近期活動

2022/11/08 10:00AM-12:00PM

Romeo and Juliet’s gothic space in millennial, undead fiction: from Capulet crypt to Juliet’s body

Speaker: Sarah Olive (Bangor University, UK)

Venue: Online

Abstract

Previous work has established that Shakespeare’s Romeo and Juliet offers gothic authors, directors, and other artists a hospitable topos for their works. I extend this critical corpus to consider the way in which young adult (hereafter YA), undead novels written within a few years of each other, in the early twenty-first century read, and write, the Capulet crypt as a gothic space. I use the term ‘undead’ throughout since although the focus of this fiction is on vampires, some texts also include zombies and other revenants. The chosen novels belong to a moment of extreme popularity for Romeo and Juliet vampire fiction, usually by women writers, the best-known example being Stephenie Meyer’s Twilight saga. The texts of Meyer, Claudia Gabel, Lori Handeland, and Stacey Jay appropriate diverse elements from Romeo and Juliet, ranging from fleeting quotations to sustained reworkings of characters and plot.

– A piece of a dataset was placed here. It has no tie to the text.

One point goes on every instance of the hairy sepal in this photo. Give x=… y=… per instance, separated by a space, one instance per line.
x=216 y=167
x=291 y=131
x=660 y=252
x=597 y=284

I conclude that a shift away from the confining and distressing gothic space in Shakespeare’s Romeo and Juliet as the Capulet crypt, onto Juliet’s body itself, is discernible in most of these retellings. I demonstrate that these Juliet figures are gothically confined within their bodies – as the result of vampire contagion, supernatural pregnancy, and reworked versions of Friar Laurence’s potion, which render Juliet paralysed but fully conscious. This shift is explained with reference to the growth in popularity not just of female, but feminist, gothic. It is also explained in relation to the turn to the body in literary criticism from the 1990s onwards. In this way, Romeo and Juliet can be further understood as providing a hospitable topos for the twenty-first century feminisms of these authors of YA, undead fiction and, implicitly, their young, predominantly female, readers.